ImageDemo.py

# coding:utf-8
from FaceAlignment import FaceAlignment
import numpy as np
import cv2
import utils
import cPickle as pickle
import globalvariable as gvar

# Change this to True if you want to use the DAN-Menpo-tracking.npz model,
# which is able to detect when face tracking is lost.
useTrackingModel = False

if useTrackingModel:
    model = FaceAlignment(112, 112, 1, 1, True)
    model.loadNetwork("model/DAN-Menpo-tracking.npz")
else:
    model = FaceAlignment(112, 112, 1, 2)
    model.loadNetwork("model/DAN-Menpo.npz")

cascade = cv2.CascadeClassifier("data/haarcascade_frontalface_alt.xml")

reset = True
landmarks = None

print ("Press space to detect the face, press escape to exit")

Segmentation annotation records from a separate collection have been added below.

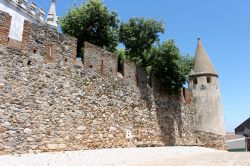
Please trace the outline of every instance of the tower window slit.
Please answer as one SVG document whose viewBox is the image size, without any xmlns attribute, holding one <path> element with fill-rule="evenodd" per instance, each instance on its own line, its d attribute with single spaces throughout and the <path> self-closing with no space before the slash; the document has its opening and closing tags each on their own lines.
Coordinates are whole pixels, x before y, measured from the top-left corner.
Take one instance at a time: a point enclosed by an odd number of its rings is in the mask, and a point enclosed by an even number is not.
<svg viewBox="0 0 250 166">
<path fill-rule="evenodd" d="M 194 82 L 195 85 L 197 85 L 197 84 L 198 84 L 197 78 L 195 78 L 195 79 L 193 80 L 193 82 Z"/>
<path fill-rule="evenodd" d="M 211 83 L 212 80 L 211 80 L 211 77 L 207 77 L 207 83 Z"/>
</svg>

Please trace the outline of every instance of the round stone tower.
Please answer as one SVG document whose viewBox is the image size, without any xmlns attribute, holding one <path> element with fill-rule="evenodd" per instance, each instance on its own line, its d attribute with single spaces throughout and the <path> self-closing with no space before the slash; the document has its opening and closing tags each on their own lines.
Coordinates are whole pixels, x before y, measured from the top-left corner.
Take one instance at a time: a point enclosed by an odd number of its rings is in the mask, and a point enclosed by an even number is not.
<svg viewBox="0 0 250 166">
<path fill-rule="evenodd" d="M 195 105 L 195 130 L 225 135 L 218 74 L 202 47 L 200 38 L 195 53 L 195 66 L 189 75 L 189 89 Z"/>
</svg>

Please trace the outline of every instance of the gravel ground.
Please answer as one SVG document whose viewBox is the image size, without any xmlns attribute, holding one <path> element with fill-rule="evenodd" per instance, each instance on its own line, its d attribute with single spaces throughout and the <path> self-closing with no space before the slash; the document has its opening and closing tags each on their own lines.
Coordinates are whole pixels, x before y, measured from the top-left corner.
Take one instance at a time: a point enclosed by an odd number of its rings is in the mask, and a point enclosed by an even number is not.
<svg viewBox="0 0 250 166">
<path fill-rule="evenodd" d="M 74 152 L 0 156 L 0 166 L 130 166 L 164 164 L 167 158 L 224 153 L 201 147 L 100 149 Z M 158 166 L 158 165 L 157 165 Z"/>
<path fill-rule="evenodd" d="M 206 153 L 157 158 L 130 166 L 250 166 L 250 153 Z"/>
</svg>

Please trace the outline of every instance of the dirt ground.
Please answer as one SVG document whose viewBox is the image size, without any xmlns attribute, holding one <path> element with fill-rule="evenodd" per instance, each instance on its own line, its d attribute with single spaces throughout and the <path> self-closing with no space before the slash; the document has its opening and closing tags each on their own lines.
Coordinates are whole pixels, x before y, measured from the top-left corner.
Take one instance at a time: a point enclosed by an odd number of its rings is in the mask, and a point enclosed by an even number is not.
<svg viewBox="0 0 250 166">
<path fill-rule="evenodd" d="M 131 166 L 250 166 L 250 152 L 207 153 L 158 158 Z"/>
</svg>

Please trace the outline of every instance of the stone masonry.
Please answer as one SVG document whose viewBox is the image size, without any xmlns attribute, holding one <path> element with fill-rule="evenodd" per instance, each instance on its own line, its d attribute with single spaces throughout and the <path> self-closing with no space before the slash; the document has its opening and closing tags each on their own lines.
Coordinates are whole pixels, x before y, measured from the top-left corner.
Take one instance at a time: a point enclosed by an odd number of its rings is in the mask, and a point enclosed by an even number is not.
<svg viewBox="0 0 250 166">
<path fill-rule="evenodd" d="M 0 13 L 0 22 L 8 15 Z M 5 25 L 6 24 L 6 25 Z M 8 41 L 8 22 L 0 24 Z M 4 31 L 2 31 L 4 30 Z M 4 32 L 4 33 L 2 33 Z M 220 136 L 195 131 L 188 90 L 169 96 L 129 61 L 25 22 L 21 47 L 0 43 L 0 154 L 96 148 L 200 145 L 223 149 Z"/>
</svg>

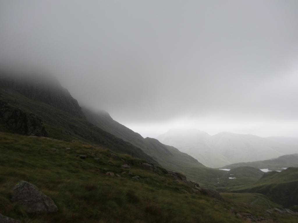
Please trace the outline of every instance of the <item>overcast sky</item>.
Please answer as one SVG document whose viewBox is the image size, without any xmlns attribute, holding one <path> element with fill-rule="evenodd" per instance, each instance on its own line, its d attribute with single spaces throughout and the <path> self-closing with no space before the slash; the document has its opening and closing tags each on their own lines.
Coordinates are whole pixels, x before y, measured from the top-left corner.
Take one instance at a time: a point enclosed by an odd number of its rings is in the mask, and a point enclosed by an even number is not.
<svg viewBox="0 0 298 223">
<path fill-rule="evenodd" d="M 0 0 L 0 62 L 53 73 L 143 136 L 298 137 L 297 12 L 297 0 Z"/>
</svg>

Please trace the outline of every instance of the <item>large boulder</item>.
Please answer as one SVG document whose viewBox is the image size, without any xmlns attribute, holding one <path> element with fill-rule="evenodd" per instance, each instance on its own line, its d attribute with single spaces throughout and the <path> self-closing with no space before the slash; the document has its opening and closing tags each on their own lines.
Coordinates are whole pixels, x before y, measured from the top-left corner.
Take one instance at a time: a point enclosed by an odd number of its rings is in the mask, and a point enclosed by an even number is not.
<svg viewBox="0 0 298 223">
<path fill-rule="evenodd" d="M 211 197 L 212 197 L 216 198 L 219 200 L 224 200 L 224 198 L 221 197 L 221 195 L 216 191 L 215 191 L 214 190 L 212 190 L 211 189 L 203 189 L 200 188 L 198 188 L 198 189 L 203 194 L 207 194 L 208 196 Z"/>
<path fill-rule="evenodd" d="M 186 177 L 180 173 L 173 172 L 170 170 L 167 170 L 168 174 L 172 176 L 175 180 L 186 180 Z"/>
<path fill-rule="evenodd" d="M 144 169 L 146 169 L 148 170 L 153 171 L 153 170 L 154 169 L 154 167 L 150 164 L 147 163 L 142 163 L 142 166 L 143 167 Z"/>
<path fill-rule="evenodd" d="M 22 206 L 28 213 L 58 211 L 58 208 L 52 199 L 35 186 L 26 181 L 20 181 L 14 188 L 11 200 Z"/>
<path fill-rule="evenodd" d="M 130 167 L 128 165 L 126 165 L 126 164 L 122 165 L 121 166 L 121 167 L 123 169 L 130 169 Z"/>
<path fill-rule="evenodd" d="M 9 218 L 0 214 L 0 222 L 1 223 L 21 223 L 21 222 L 13 218 Z"/>
</svg>

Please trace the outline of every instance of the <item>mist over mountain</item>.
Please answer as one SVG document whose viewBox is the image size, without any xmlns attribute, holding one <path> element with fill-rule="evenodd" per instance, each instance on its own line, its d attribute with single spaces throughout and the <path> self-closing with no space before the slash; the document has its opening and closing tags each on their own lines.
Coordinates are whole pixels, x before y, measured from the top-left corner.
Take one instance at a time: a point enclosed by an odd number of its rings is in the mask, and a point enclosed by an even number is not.
<svg viewBox="0 0 298 223">
<path fill-rule="evenodd" d="M 287 144 L 285 140 L 277 142 L 271 138 L 228 132 L 210 136 L 195 129 L 170 130 L 157 139 L 213 167 L 298 152 L 298 144 Z"/>
<path fill-rule="evenodd" d="M 297 12 L 0 0 L 0 223 L 297 223 Z"/>
</svg>

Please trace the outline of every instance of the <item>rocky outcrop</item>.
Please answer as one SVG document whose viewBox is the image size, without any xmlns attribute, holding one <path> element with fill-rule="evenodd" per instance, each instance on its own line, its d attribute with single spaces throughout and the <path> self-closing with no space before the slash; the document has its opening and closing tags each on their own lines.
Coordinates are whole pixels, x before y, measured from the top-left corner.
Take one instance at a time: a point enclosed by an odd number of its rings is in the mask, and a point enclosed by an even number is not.
<svg viewBox="0 0 298 223">
<path fill-rule="evenodd" d="M 77 101 L 57 80 L 48 74 L 0 75 L 0 87 L 13 89 L 30 99 L 50 105 L 79 118 L 84 118 Z"/>
<path fill-rule="evenodd" d="M 13 189 L 12 201 L 22 206 L 29 213 L 52 213 L 58 211 L 53 200 L 40 191 L 35 185 L 21 181 Z"/>
<path fill-rule="evenodd" d="M 208 195 L 209 197 L 215 198 L 219 200 L 223 201 L 224 200 L 224 198 L 221 197 L 221 195 L 216 191 L 212 190 L 211 189 L 201 188 L 198 188 L 198 189 L 200 192 L 203 194 Z"/>
<path fill-rule="evenodd" d="M 38 117 L 10 105 L 1 98 L 0 123 L 9 130 L 22 135 L 48 136 Z"/>
<path fill-rule="evenodd" d="M 21 222 L 11 218 L 4 216 L 0 214 L 0 222 L 1 223 L 21 223 Z"/>
<path fill-rule="evenodd" d="M 186 180 L 186 177 L 181 173 L 173 172 L 170 170 L 167 171 L 168 174 L 173 177 L 176 180 Z"/>
<path fill-rule="evenodd" d="M 142 166 L 144 169 L 146 169 L 148 170 L 153 171 L 154 169 L 154 166 L 153 165 L 149 164 L 147 163 L 143 163 L 142 164 Z"/>
</svg>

img = cv2.imread("image/smile.jpg")

if len(img.shape) > 2:
    img = np.mean(img, axis=2).astype(np.uint8)
else:
    img = img.astype(np.uint8)

if reset:
    rects = cascade.detectMultiScale(img, scaleFactor=1.2, minNeighbors=3, minSize=(50, 50))
    if len(rects) > 0:
        minX = rects[0][0]
        maxX = rects[0][0] + rects[0][2]
        minY = rects[0][1]
        maxY = rects[0][1] + rects[0][3]
        cv2.rectangle(img, (minX, minY), (maxX, maxY), (255, 0, 0))
        initLandmarks = utils.bestFitRect(None, model.initLandmarks, [minX, minY, maxX, maxY])
        reset = False

        if model.confidenceLayer:
            landmarks, confidence = model.processImg(img[np.newaxis], initLandmarks)
            if confidence < 0.1:
                reset = True
        else:
            landmarks = model.processImg(img[np.newaxis], initLandmarks)
        landmarks = landmarks.astype(np.int32)

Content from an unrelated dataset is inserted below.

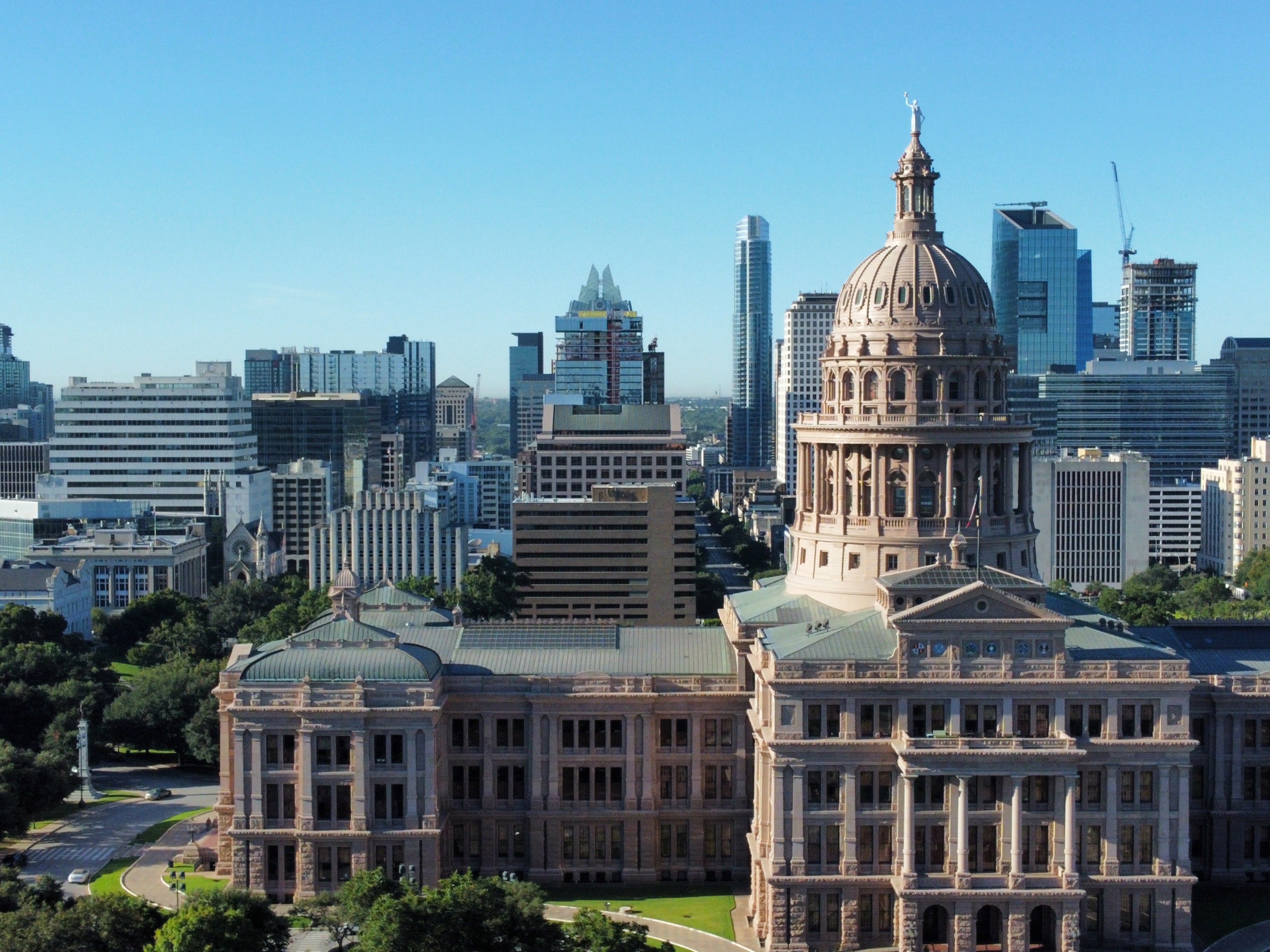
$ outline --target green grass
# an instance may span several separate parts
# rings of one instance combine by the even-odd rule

        with open("landmarks.pkl", 'wb') as p:
            pickle.dump(landmarks, p)
            pickle.dump(img, p)

        for i in range(landmarks.shape[0]):
            cv2.circle(img, (landmarks[i, 0], landmarks[i, 1]), 2, (0, 255, 0))
else:
    initLandmarks = utils.bestFitRect(landmarks, model.initLandmarks)
    if model.confidenceLayer:
        landmarks, confidence = model.processImg(img[np.newaxis], initLandmarks)
        if confidence < 0.1:
            reset = True
    else:
        landmarks = model.processImg(img[np.newaxis], initLandmarks)
    landmarks = np.round(landmarks).astype(np.int32)

    with open("landmarks.pkl", 'wb') as p:
        pickle.dump(landmarks, p)
        pickle.dump(img, p)

    for i in range(landmarks.shape[0]):
        cv2.circle(img, (landmarks[i, 0], landmarks[i, 1]), 2, (0, 255, 0))

# output
pos_nosetip = landmarks[30]
pos_lefteye = (landmarks[36] + landmarks[39]) / 2
pos_righteye = (landmarks[42] + landmarks[45]) / 2

# 以鼻子为原点，计算其余所有点的坐标
landmarks = landmarks.astype(np.float)
landmarks_std = landmarks -landmarks[30]  # 所有坐标以鼻尖点为中心
# landmarks_std[:, 1] = -landmarks_std[:, 1]  # 转换为常用的标准四象限坐标
bottom = max(landmarks_std[:, 1])
top = min(landmarks_std[:, 1])
left = min(landmarks_std[:, 0])
right = max(landmarks_std[:, 0])

landmarks_std[:, 0] = landmarks_std[:, 0] / (right-left)
landmarks_std[:, 1] = landmarks_std[:, 1] / (bottom-top)

# # 检验眉毛
# landmarks_std[[i for i in range(17, 22)]]  # left
# landmarks_std[[i for i in range(22, 27)]]  # right
#
g_fAU4 = 0.25 * (landmarks_std[17, 1] + 0.35) + \
         0.25 * (landmarks_std[18, 1] + 0.4) + \
         0.25 * (landmarks_std[19, 1] + 0.4) + \
         0.25 * (landmarks_std[20, 1] + 0.4) + \
         0.25 * (landmarks_std[21, 1] + 0.38)
if g_fAU4 < 0:
    g_fAU4 = 0
if g_fAU4 >1:
    g_fAU4 = 1

gvar.set_g_fAU4(g_fAU4)

print(g_fAU4)

cv2.imshow("image", img)


key = cv2.waitKey(0)